After conducting a lot of stand-up backyard practice it is easy to fall into a measured pace while shooting. What this means is that drawing your bow, anchoring and cutting the shot all take place in a set timeframe. You may be completely unaware you are doing this, but hunting opportunities seldom play to your set timing. Any shot that takes longer than your accustomed timeframe can cause anxiety and target panic. At the other end of the spectrum, you might miss a fleeting opportunity at trophy game because you are unable to pick up the pace (more on this in a moment).

During backyard practice, pick a number between, say, 3 and 60 before you draw your bow. This becomes your shot timeline. The count begins as soon as you pull your bow into the stops. Count evenly in your head, not allowing yourself to begin squeezing the release trigger before that number is reached, while also—for the love of God!—avoiding punching the trigger as soon as that number is reached.
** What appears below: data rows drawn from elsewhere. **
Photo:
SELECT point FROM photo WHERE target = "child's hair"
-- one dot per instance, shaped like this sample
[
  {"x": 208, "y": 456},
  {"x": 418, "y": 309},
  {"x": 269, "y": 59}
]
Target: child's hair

The trigger doesn’t have to be tripped the moment that number is reached, just think of it as waiting for a deer to clear cover or turn to give you a better angle, and then executing the perfect shot when you are ready.  
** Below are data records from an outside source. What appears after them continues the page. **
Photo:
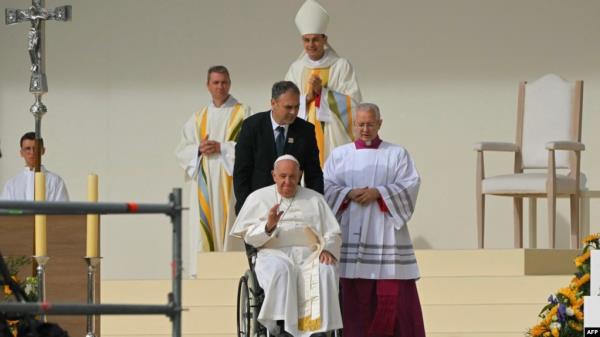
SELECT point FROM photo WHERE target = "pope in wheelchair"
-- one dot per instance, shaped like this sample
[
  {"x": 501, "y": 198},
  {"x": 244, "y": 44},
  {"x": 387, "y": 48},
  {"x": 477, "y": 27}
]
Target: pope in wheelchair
[{"x": 298, "y": 241}]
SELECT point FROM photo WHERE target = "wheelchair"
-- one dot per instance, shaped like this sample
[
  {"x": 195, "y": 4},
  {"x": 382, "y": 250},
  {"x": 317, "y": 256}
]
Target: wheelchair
[
  {"x": 249, "y": 300},
  {"x": 250, "y": 297}
]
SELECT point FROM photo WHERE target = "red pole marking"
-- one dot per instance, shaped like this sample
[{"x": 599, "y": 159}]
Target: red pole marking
[
  {"x": 46, "y": 306},
  {"x": 132, "y": 207}
]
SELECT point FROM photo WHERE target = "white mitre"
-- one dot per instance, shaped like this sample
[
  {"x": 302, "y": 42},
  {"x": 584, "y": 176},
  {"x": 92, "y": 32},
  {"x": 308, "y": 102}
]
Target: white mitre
[{"x": 312, "y": 18}]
The point of these exercises is that should you hit full draw and a deer turn to present a less-than-ideal shot angle, you don’t feel compelled to mash the trigger when your ingrained timeline has expired, risking a wounded animal. 

Get Hunt Ready

Let Down Periodically

Hand in hand with varying shot timing, is making yourself let down occasionally while shooting. You must never allow your brain to believe that a shot must be taken every single time you hit full draw. This can prove disastrous in hunting scenarios for obvious reasons. 
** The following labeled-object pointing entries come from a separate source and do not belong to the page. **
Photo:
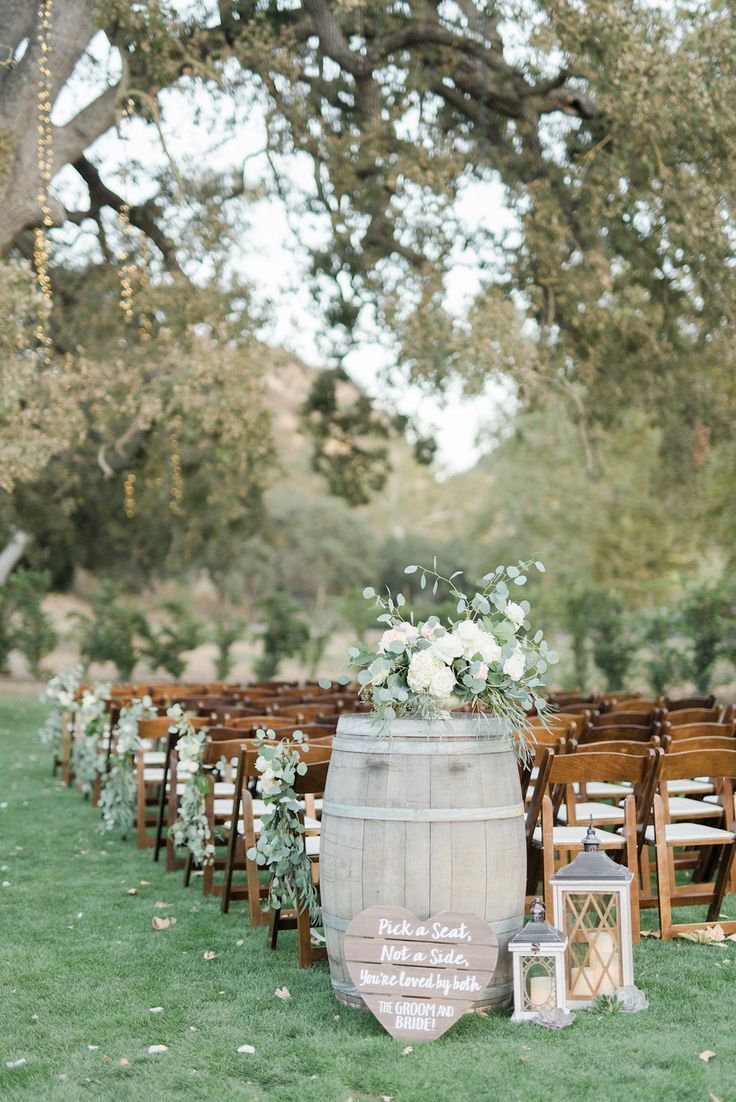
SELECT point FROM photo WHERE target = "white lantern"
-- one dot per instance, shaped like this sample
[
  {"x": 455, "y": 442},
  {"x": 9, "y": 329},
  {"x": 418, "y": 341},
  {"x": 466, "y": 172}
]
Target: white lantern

I recall a gaggle of wild hogs arriving at a Texas corn feeder. I would wait for a hog to clear and turn broadside and draw my bow, only to have that hog turn in his greedy desperation to eat more corn than its buddies. I drew and let down seven times, growing more frustrated each time. Without the ability to let down without shooting I might have been inclined to force a shot and wound a hog. On my eighth draw cycle my target hog held still just long enough to get off a clean shot, rewarding me for my patience. 

Hurry-Up Drills

At the opposite end of the spectrum, sometimes in bowhunting shot opportunities are short lived and only the archer who can get off a quick shot comes home with the prize. Now, understand, I am absolutely not advocating sloppy shooting. That will get you nowhere. It is just that I watch so many archers who are so methodical in their approach to shooting I cannot envision any wild game animal standing still that long.

The same shooting form applies, the same solid anchor, the same precise peep/sight aperture alignment, the same trigger squeeze while striving to create a surprise cut-away—only it is done in a shorter period than normal. You don’t have to be lightening quick, just a little bit faster than normal. With a bit of practice, you will find you are getting shots off much faster and with the same degree of precision. I find stump shooting in a safe area with a Judu Point or rubber blunt is the best way to conduct these drills, as missing does not endanger life or property. It could make all the difference to a successful season this year.        

Get Hunt Ready

Get Hunt Ready – Squeeze & Follow Through

No matter how slow or fast your imposed shooting timeline it is imperative that you squeeze the trigger in a controlled fashion, avoiding punching or snatching, especially in the old 1, 2, 3-Now! approach. Let the pin float where you want your arrow to hit, looking through and never directly at the pin while mentally burning a hole in the target, begin squeezing and simply let the shot happen. 

After the release cuts and the string is away, again whether in a hurry or taking all the time in the world, continue aiming, burning a hole through your spot and attempting to hold your pin on that spot. Pretend your arrow is a wire-guided missile or you can mentally will it into the spot. Keep this up until your arrow sinks into the target. This will eliminate bobbles and “peeking” and ensure your arrow flies true.